Нарышкин молчал и греб, ворочая веслами так, будто они были пудовыми. «Пропал, что с воза упал!», – думал «Гроза морей», хмуро глядя на темную воду.
На берегу их встречал подозрительный и мрачный Степан.
– А вот и тестюшка дорогой! – буркнул себе под нос Нарышкин, высаживая Катерину из лодки. Выходя, она сжала ему локоть, успев шепнуть на ушко, жарко выдохнув: «Золотенький мой!».
Неподалеку от воды мерцал огонек костра. В ожидании своего предводителя товарищество «Нарышкин и К» грелось у огня и пекло картошку. Заубер корпел над бумагами, по-прежнему ничего не замечая вокруг. Терентий помешивал угли.
– Докладываю, – сообщил он. – Пароход видал. Трубу они поставили, артель бурлаков подрядили и, по всему видать, завтра поутру стащат их с мели.
– Значит завтра решающий день! – стряхивая с себя остатки вялой истомы, объявил Сергей. – Жребий брошен, Рубикон перейден! Толкни немца, дядька Терентий, будем держать совет!
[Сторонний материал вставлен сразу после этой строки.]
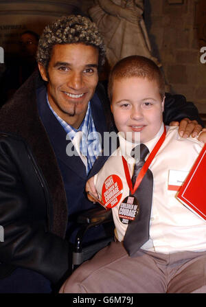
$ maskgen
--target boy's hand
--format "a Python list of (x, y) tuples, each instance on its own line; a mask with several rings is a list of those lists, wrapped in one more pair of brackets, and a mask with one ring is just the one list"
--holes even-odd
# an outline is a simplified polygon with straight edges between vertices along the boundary
[(185, 139), (190, 135), (192, 137), (197, 137), (203, 129), (202, 126), (196, 120), (190, 120), (189, 118), (184, 118), (180, 123), (179, 122), (171, 122), (170, 126), (179, 126), (179, 134)]
[(200, 134), (198, 137), (198, 141), (203, 141), (203, 143), (206, 143), (206, 128), (204, 128), (203, 129), (203, 132)]
[(93, 198), (89, 194), (89, 192), (91, 193), (96, 198), (99, 198), (96, 188), (94, 185), (94, 179), (93, 177), (91, 177), (86, 183), (85, 190), (87, 192), (88, 199), (93, 203), (96, 203), (95, 198)]

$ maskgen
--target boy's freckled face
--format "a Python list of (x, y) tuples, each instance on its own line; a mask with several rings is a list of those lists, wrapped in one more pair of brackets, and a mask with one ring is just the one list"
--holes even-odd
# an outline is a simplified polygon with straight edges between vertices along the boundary
[[(140, 133), (146, 143), (159, 132), (163, 122), (162, 100), (156, 80), (131, 77), (115, 80), (111, 111), (118, 131)], [(136, 138), (137, 139), (137, 138)]]

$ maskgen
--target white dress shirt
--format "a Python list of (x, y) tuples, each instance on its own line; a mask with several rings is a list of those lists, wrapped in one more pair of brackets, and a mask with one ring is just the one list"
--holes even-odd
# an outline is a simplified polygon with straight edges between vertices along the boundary
[[(163, 131), (163, 125), (152, 139), (145, 143), (150, 152)], [(129, 195), (122, 155), (128, 162), (130, 177), (135, 163), (135, 159), (125, 153), (125, 146), (130, 146), (130, 144), (127, 144), (119, 135), (119, 148), (95, 176), (95, 184), (100, 196), (104, 182), (108, 176), (116, 174), (122, 179), (122, 198), (117, 205), (112, 209), (115, 235), (119, 241), (124, 240), (127, 228), (127, 225), (123, 224), (119, 218), (119, 207), (124, 198)], [(169, 190), (168, 186), (169, 171), (180, 171), (185, 174), (185, 177), (203, 146), (203, 144), (196, 138), (183, 139), (179, 137), (177, 127), (167, 127), (165, 139), (150, 166), (154, 178), (150, 239), (141, 249), (163, 253), (206, 250), (206, 221), (183, 205), (176, 198), (177, 192)]]

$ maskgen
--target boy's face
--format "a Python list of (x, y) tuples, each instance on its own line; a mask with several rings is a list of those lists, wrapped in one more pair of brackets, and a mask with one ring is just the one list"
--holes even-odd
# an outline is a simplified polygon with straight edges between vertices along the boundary
[(133, 141), (137, 133), (140, 133), (141, 143), (155, 136), (163, 122), (163, 104), (154, 80), (132, 77), (114, 80), (111, 111), (116, 127), (118, 131), (132, 133)]

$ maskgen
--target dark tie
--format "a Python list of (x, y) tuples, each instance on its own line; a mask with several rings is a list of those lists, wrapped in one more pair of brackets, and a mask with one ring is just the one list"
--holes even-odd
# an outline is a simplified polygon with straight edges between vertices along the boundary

Спать легли, когда уже брезжил рассвет. Усталый, вымученный, опустошенный Нарышкин упал ничком у костра, как куренок, свернулся в ком и заснул накрепко; так, как говорят в народе: «Спит, точно коноплю продал». Во сне в который уже раз к нему пришатался Царь Иван.
– Почто добро мое к рукам прибрал, сучий пащенок? Ужо ли тебе златом владети? Тебе с гузном немытым на трон царский садиться? Не быть сему!
Царь угрожал, топал ногами, матерился, как ломовой извозчик, но Сергей дрых кирпич кирпичом и на провокации самодержца не реагировал.
Утром его с трудом растолкал дядька Терентий. Нарышкин мучительно долго приходил в себя.
– Вставайте, сударь! Пора Ваше добро отвоевывать! – воинственно сообщил дядька, плеснув на барина волжской водицей.
– Что такое… Отставить купание… Прокляну навеки, от церкви отлучу! – возмутился «Гроза морей», возвращаясь из объятий Морфея.
Стали грузиться в две лодки. Вторую, впрочем как и первую, пришлось позаимствовать у монахов. У них же «взяли в аренду» несколько ряс и клобуков. Терентий ночью ходил в монастырь и вернулся не с пустыми руками.
– Вина прихватил? – сонно моргая, спросил Нарышкин.
– Пяток бутылей к ногтю пришил, – усмехнулся дядька.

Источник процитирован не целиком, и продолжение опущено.